Os grifos que ficaram
As Portas de Ródão estão hoje classificadas como Monumento Natural. O desfiladeiro é um dos principais refúgios de grifos em Portugal — aves de grande envergadura que aproveitam as correntes térmicas que sobem das arribas para planear em círculos sobre o Tejo.
Do topo da torre, em dias de sol, os grifos aparecem ao nível dos olhos ou mesmo abaixo, consoante a corrente que apanharam. É uma perspetiva que desinverte a relação habitual com as aves — de repente são elas que estão ao mesmo nível, não lá em cima.
Se outrora eram soldados templários a vigiar o vale, hoje são estas aves que dominam o céu sobre o desfiladeiro. A função de vigilância não desapareceu — mudou de espécie.
Como visitar
A subida faz-se por trilho marcado a partir de Vila Velha de Ródão, sempre com o rio como referência. Não há reconstruções cenográficas nem infraestrutura museológica elaborada — há uma torre recuperada, trilhos e o miradouro natural sobre uma das formações geológicas mais marcantes da Beira Baixa.
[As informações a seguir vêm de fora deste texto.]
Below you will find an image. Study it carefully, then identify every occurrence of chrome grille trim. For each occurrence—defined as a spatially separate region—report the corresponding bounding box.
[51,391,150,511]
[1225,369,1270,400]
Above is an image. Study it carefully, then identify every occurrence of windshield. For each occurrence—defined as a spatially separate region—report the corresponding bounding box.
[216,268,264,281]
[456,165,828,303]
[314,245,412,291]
É o tipo de visita que exige disponibilidade para estar num lugar sem que o lugar faça muito por quem chegou. A paisagem é o argumento. A torre é o ponto de chegada. E o Tejo lá em baixo, comprimido entre as Portas de Ródão, é o que ficou na memória depois de tudo o resto.
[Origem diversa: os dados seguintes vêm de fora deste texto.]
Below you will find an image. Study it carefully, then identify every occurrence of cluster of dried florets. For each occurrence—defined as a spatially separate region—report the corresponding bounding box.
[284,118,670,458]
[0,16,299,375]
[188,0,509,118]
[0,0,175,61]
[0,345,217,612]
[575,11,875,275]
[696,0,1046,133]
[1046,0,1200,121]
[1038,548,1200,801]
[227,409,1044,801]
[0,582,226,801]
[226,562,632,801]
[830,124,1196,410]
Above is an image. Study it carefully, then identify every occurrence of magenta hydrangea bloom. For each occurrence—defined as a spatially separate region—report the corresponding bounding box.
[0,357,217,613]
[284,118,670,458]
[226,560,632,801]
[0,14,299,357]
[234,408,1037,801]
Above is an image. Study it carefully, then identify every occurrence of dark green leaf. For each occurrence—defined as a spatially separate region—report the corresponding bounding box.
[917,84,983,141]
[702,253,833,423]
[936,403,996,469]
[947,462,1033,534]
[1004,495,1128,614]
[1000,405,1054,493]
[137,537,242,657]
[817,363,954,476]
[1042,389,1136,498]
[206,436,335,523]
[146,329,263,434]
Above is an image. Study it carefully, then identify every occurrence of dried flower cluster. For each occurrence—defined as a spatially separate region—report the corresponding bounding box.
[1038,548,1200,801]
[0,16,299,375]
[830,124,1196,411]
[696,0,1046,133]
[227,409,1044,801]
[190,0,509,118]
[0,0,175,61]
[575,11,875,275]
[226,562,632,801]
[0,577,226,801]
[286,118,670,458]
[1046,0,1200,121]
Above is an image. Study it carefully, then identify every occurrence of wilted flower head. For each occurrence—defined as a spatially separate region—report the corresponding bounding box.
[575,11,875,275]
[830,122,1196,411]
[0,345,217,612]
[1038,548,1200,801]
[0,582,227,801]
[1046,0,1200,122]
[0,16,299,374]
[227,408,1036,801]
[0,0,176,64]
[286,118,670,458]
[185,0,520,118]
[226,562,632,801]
No alto da crista quartzítica, com o vento que sobe do vale e os grifos a planar ao nível dos olhos, o Castelo do Rei Wamba tem a aparência de um lugar que existiu em vários tempos ao mesmo tempo — visigodo na lenda, templário na função, geológico na essência. O Tejo continua a estreitar-se no mesmo ponto de sempre, indiferente a todos eles.